Spectrometry-Based Electronic Nose for Odour Mapping and Analysis

With increasing discoveries of new pollutants being detrimental to human health and the environment, there have been an increasing scrutiny of air quality and industrial emission in urban settings through tighter government regulations. With the increasing importance to detect different combination of analyte concentrations within an area, there is a growing demand for electronic olfactory system. Laboratory multi-analyte analysis method, like gas chromatography and mass spectrometry (GC/MS), provide high accuracy and selectivity but is time consuming, not portable and only provide point sampling. Comparatively, industrial gas sensors, like micro-electromechanical systems (MEMS), are portable and simple but lack the selectivity of chemical substances and do not provide analysis capabilities on-site.

The technology owner has leveraged on Field Asymmetric Ion Mobility Spectrometry (FAIMS) with a proprietary odour analysis system built on extensive experimental data to develop a compact, user-friendly spectrometer for real-time multi-analyte detection, measurement and analysis. The solution offers higher accuracy and selectivity than industrial gas sensors while enabling continuous, non-invasive analysis. With its portable formfactor, the solution enables multiple on-site point samplings for odour mappings for value-added visibility and objective insights.

The technology owner has completed numerous pilot test locally and overseas from industrial, aromatics and healthcare use-cases and is actively developing for their commercialisation. The technology owner is currently seeking industrial collaborators looking to explore digital olfaction devices for on-site odour mapping and real-time multi-analyte analysis deployment, with a focus on urban odours.
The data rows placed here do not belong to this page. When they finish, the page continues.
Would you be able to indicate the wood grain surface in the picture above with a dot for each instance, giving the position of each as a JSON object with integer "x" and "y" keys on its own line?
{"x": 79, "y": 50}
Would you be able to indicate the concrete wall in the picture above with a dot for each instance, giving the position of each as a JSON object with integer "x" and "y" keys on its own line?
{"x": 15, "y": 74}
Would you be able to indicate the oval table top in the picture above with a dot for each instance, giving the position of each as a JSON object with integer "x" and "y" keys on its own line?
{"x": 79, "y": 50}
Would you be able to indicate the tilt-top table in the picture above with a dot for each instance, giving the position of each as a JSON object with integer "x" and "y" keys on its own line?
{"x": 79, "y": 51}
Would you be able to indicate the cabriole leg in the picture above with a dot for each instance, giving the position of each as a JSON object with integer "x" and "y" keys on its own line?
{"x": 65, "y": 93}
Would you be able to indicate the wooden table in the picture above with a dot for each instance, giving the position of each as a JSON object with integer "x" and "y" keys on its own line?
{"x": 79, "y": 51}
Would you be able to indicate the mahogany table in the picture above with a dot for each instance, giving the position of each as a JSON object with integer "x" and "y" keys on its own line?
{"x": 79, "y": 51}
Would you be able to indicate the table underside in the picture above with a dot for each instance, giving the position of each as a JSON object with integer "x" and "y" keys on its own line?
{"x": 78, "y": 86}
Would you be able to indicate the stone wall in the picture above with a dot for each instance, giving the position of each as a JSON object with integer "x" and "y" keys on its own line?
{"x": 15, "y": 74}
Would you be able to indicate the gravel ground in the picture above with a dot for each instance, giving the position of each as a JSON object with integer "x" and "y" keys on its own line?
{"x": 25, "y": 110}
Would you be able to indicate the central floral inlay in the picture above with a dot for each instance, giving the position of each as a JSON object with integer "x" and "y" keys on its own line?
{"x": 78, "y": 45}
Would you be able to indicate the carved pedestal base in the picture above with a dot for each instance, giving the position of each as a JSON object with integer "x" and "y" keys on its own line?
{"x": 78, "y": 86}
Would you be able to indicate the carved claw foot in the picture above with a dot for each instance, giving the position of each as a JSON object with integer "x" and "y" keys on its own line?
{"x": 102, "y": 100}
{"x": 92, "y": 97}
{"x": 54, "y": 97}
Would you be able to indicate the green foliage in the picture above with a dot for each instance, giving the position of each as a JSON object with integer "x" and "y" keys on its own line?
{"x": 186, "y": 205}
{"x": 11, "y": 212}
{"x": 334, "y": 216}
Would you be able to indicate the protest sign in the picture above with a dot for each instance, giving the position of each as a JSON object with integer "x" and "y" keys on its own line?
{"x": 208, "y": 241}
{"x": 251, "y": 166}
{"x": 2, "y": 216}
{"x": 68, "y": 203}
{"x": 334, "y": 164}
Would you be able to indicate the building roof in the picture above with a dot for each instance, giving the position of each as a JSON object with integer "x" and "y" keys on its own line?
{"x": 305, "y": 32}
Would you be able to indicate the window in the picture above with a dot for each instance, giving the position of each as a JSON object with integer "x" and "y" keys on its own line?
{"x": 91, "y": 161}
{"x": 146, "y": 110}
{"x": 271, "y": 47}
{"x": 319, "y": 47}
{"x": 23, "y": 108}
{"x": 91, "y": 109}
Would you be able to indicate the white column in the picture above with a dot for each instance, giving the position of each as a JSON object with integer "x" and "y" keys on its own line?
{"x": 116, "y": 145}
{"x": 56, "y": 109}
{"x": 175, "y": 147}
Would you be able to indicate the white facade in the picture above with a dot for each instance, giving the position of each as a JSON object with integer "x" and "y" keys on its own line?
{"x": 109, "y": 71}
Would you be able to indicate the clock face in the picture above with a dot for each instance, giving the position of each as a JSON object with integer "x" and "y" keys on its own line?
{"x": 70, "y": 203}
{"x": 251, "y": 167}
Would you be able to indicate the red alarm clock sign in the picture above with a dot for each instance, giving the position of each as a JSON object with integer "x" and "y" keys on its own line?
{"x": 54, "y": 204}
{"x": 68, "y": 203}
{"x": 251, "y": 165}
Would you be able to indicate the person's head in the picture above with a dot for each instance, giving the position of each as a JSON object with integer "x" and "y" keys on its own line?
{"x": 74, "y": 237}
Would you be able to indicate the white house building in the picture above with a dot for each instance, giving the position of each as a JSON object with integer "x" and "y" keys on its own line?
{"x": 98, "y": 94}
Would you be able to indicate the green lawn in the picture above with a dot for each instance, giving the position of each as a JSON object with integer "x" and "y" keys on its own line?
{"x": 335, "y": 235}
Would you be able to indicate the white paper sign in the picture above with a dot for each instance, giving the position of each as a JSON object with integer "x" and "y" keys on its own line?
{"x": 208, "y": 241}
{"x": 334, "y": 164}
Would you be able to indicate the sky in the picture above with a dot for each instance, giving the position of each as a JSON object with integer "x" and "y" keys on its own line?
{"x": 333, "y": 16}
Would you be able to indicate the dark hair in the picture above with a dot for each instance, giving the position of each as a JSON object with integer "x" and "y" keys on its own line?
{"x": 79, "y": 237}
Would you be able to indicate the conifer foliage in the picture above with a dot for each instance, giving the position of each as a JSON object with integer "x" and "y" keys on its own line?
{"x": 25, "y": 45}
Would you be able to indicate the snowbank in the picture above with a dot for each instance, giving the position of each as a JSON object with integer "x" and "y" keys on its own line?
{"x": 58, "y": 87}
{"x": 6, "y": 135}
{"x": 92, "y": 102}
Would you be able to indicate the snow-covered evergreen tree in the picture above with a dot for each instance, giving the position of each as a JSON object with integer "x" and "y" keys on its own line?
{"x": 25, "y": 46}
The device solution utilises FAIMS (Field Asymmetric Ion Mobility Spectrometry), which separate individual gas molecules via ionisation and varying electric field and identifies them via electrical signals. Previously limited to only specialised environments, the technology owner has leveraged on proprietary algorithm of data analysis to develop a deployable device for broader usability. The key features include:

• High sensitivity and selectivity for individual analytes
• Both battery/ socket powered option to deploy device (as an IoT) on site.
• Compact and portable formfactor (~3kg) with current prototype being 120mm (H) × 220mm (W) × 160mm (D)
• User friendly with no in-depth technical expertise required
• Real-time multi-gas measurement and analysis for on-demand actionable insights
• Continuous, non-invasive sample delivery design using integrated pump design for sampling frequency up to 1Hz.
• Software user interface (UI) for viewing, cloud data transmission, computing and visualisation for horizontal usage across various application
• Stable operation with minimal consumables and ease of maintenance due to robust non-adsorptive sensing principle

With the capability of deployable laboratory multi-analyte detection and analysis, the technology solution is designed to enable various odour-centric application across different industries such as:

• Environmental Monitoring for Urban Setting: Monitoring and mapping of ambient air pollutants, contamination detection and source analysis, cleanroom contamination and visualisation, and odour monitoring in confined environments (e.g. cabin air, tunnel)
• Gas/Solvent-based Industrial & Manufacturing Processing: Monitoring, leak detection and mapping of odour (e.g. for exhaust and waste gas), odour detection and control, and solvent analysis and contamination evaluation
• Healthcare and Wellness: Non-invasive biomarker analysis for disease/ health diagnostics, management of chronic conditions, and effectiveness testing
• Food & Beverages: Odour detection and mapping within establishments, maintenance of food hygiene, freshness evaluation and control, and authenticity assessment of products
• Logistics: Monitoring of perishables, and packaging defect detection
• Agriculture: Quality assessment of produce, and insights and predictive maintenance of optimal growth conditions

The global electronic nose (e-nose) market is expected to be valued at US$972 million in 2024 and is projected to reach US$1,617 million by 2029, exhibiting a CAGR of 10.7% during the forecast period.

Across application segments within the global e-nose market, medical application is projected to be the largest market share in 2029 of US$665 million while environmental monitoring application is expected to exhibit the largest CAGR of 12.1% during the forecast period of 2024 to 2029.

The technology solution is designed to leverage the advantages of FAIMS and MEMS technology to develop the odour sensor system capable of high sensitivity and selectivity while being compact, portable and user friendly. With the continuous real-time multi-gas analysis on site, the system provides detect, measure and analyse odours coupled with AI based analytics, such as odour profiling, for quick insightful decision-making. With capabilities to objectively visualise and evaluate odours in real-time, it opens the future of odour sensing across various use-cases, from potentially detecting new hazardous odours for public safety to disease diagnostics via breath analysis.